Pire encore, si la surface se réchauffe tandis que le centre reste froid, la plaque de frein se contracte. C’est ainsi que naissent des contraintes internes et des fissures thermiques. Pour y remédier, nous utilisons des émetteurs à ondes infrarouges à courte longueur d’onde, associés à un système PID en boucle fermée. Cela permet une meilleure maîtrise de la température.
Pourquoi les fours standards échouent généralement
La plupart des gens utilisent des fours à convection, qui se contentent de chauffer l’air. Le problème, c’est que l’air doit d’abord chauffer la pièce en question, ce qui prend beaucoup de temps. On obtient alors une surface durcie, tandis que le cœur du matériau reste encore tendre.
Les ondes infrarouges à courte longueur d’onde, en revanche, pénètrent profondément dans le matériau. Comme nous pouvons ajuster la longueur d’onde, la chaleur atteint directement le centre de la plaque de frein. Cela permet aux gaz de s’échapper progressivement. Résultat : un matériau dense et solide, sans aucune cavité.

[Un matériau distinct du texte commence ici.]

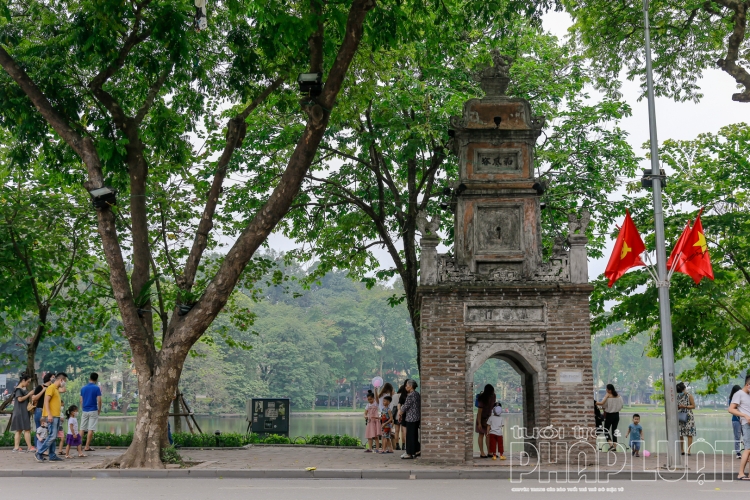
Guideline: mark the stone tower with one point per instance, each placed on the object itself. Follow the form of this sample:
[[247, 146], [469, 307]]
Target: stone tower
[[495, 297]]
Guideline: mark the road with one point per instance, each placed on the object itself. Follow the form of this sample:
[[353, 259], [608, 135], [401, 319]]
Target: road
[[325, 489]]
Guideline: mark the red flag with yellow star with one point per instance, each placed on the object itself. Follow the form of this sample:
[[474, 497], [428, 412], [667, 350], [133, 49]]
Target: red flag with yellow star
[[695, 261], [679, 248], [627, 252]]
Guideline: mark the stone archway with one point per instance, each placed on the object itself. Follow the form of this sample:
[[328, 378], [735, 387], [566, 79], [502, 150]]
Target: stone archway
[[529, 360]]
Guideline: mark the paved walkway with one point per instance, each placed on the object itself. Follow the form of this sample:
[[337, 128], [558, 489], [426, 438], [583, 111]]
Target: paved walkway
[[299, 458]]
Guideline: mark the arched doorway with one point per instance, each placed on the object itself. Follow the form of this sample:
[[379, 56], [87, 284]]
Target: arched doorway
[[528, 361]]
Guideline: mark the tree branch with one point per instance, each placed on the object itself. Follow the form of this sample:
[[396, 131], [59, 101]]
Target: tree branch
[[133, 39], [189, 328], [153, 91], [729, 63], [235, 134]]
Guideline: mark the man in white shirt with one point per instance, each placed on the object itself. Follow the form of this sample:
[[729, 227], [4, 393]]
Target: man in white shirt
[[740, 406]]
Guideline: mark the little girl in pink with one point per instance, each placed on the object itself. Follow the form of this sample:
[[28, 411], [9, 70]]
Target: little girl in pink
[[372, 417]]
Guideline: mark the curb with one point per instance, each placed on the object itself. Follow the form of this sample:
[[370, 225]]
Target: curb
[[426, 474]]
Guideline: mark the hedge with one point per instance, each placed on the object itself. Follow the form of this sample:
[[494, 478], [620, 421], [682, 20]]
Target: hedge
[[227, 439]]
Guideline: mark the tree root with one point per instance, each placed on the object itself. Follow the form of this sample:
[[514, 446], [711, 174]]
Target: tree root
[[112, 463]]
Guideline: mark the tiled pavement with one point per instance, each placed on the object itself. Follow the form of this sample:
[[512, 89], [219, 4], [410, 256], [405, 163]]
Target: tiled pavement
[[300, 458]]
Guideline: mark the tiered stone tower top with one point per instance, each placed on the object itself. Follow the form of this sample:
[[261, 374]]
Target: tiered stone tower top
[[497, 225]]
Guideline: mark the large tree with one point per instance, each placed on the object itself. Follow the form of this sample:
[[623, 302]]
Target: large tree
[[687, 38], [710, 320], [386, 156], [126, 85]]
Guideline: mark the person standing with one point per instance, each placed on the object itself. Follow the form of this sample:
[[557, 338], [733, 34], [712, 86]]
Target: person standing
[[495, 427], [740, 407], [91, 408], [411, 412], [685, 406], [372, 419], [612, 404], [51, 414], [38, 400], [736, 425], [399, 430], [485, 402], [20, 420]]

Gérer intelligemment la chaleur
On ne peut pas simplement soumettre les pièces à une chaleur intense en espérant le meilleur résultat. C’est une manière sûre d’obtenir des dégâts. Au lieu de cela, nous utilisons une montée en température progressive. D’abord, nous utilisons des ondes infrarouges à faible intensité pour stabiliser la pièce. Ensuite, nous atteignons une phase d’évacuation, ce qui permet à l’humidité et aux solvants de s’échapper sans que tout ne bouillonne. Enfin, nous augmentons la température avec des ondes infrarouges à haute densité pour fixer tout en place.
Nous utilisons des tubes à halogène au quartz, car ils sont extrêmement réactifs. Ils peuvent passer de zéro à pleine puissance en quelques millisecondes. Cela évite ce phénomène désagréable de dépassement de température qui provoque souvent des fissures à la surface.
La réalité
Voici le problème : les ondes infrarouges à haute densité sont excellentes pour maintenir un flux de production élevé, mais elles consomment beaucoup d’énergie. Il faut donc s’assurer que les transformateurs et les câbles peuvent supporter cette hausse soudaine de courant, sinon les disjoncteurs sauteront constamment.
Et un conseil : ces lampes sont très exigeantes. Si de l’huile ou de la poussière vient recouvrir le quartz, cela crée des points chauds. Le tube brûlera bien plus rapidement que prévu. Gardez-le propre, et vous éviterez de nombreux arrêts imprévus.